Superior Court Justice E. Allen Hunter presided over the trial.

Aroostook County Assistant District Attorney Suzanne Russell told jurors last fall that Felisha Dorr and her husband participated in a sexual act with the then 15-year-old female victim in July 2004.

The teen, who was 17 at the time of the trial, testified that she and her then 13-year-old sister had been related to Charles Dorr, and that they moved in with the couple briefly after conflicts with their stepmother.

The teen said that she drank alcohol and smoked marijuana with the Dorrs, and that she, her sister and the couple were drinking heavily on the night of the incident.

The girl said her younger sister was so intoxicated she became sick and went to bed, and Charles Dorr also became ill.

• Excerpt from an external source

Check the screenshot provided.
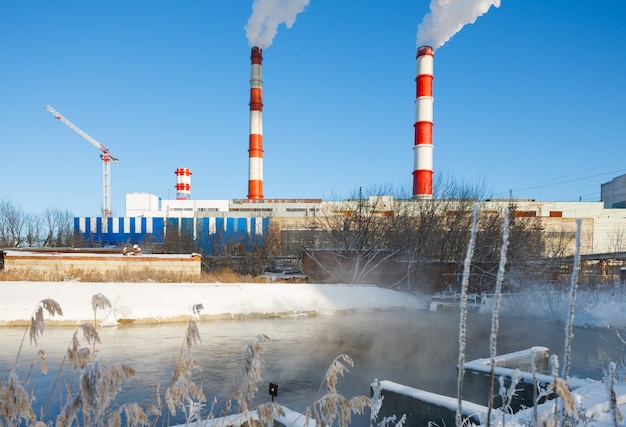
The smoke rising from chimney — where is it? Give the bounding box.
[245,0,310,49]
[417,0,500,49]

She said that while Dorr was in the bathroom, Felisha Dorr asked her if she wanted to engage in a sexual threesome.

The teen said she went to retrieve a condom and watched Felisha Dorr put it on her husband prior to the act. She also told Russell she had prior sexual contact with Charles Dorr, who she said started making sexual advances toward her shortly after she began living in the home.

Charles Dorr admitted he had engaged in a sexual threesome with the teen and his wife. Charles Dorr, who was incarcerated for his role in the crime and is now a registered sex offender, testified that his wife was “wasted,” that he was “convulsing … puking … and having diarrhea” prior to the act and that the victim was “pretty drunk” when the incident occurred.

The victim’s sister corroborated the girl’s testimony, saying that her sister told her about the threesome, and that she’d also overhead a conversation among the trio about it the next morning.

When Felisha Dorr briefly moved out of the home later that year, Charles Dorr continued his sexual relationship with the victim until his wife returned, he testified.

The victim said she eventually told Felisha Dorr about the relationship with Charles Dorr, and later testified the woman had her write a letter stating “there was no threesome.”

The girl added that she started urinating on clothes in her room upstairs because she was afraid to go downstairs into the Dorrs’ sleeping quarters to access the bathroom. She told the jury she had gained more than 60 pounds since the incident.

The two girls eventually went to live with their grandparents.

Felisha Dorr adamantly denied the charges but did not testify in her own defense.

Among other requirements under the gross sexual assault statute, the state had to prove that Felisha Dorr was a “parent … guardian … or some other person responsible for the long-term care and welfare” of the victim.

Attorney Cathy Rogers Lufkin, who represented Dorr, contended her client never had custody of the victim. Custody was retained by the victim’s father, she said, a fact that was substantiated by a Department of Health and Human Services caseworker. Lufkin characterized Charles Dorr as “evasive” and “snide” on the witness stand, and submitted into evidence a letter he’d written to his wife in which he acknowledged having anger management issues and warned that he would not let anyone get away with hurting him.

Dorr pleaded guilty last year to assaulting his wife.

Lufkin said there were “inconsistencies in testimony, in timing” and about various acts alleged to have been committed by her client. She said that her client was helping the victim try to pursue her education out of town and that she was not the victim’s long-term caregiver.

During the recent sentencing hearing, Dorr also pleaded guilty and received a six-month jail sentence for unlawful trafficking in scheduled drugs, unlawful possession of drugs, and violation of condition of release.

The trafficking charge involved oxycodone, and Dorr was reportedly in possession of methamphetamine at the time of the incident.

The trafficking sentence will run concurrently with the gross sexual assault sentence. Dorr must also make $100 in restitution to the Maine Drug Enforcement Agency.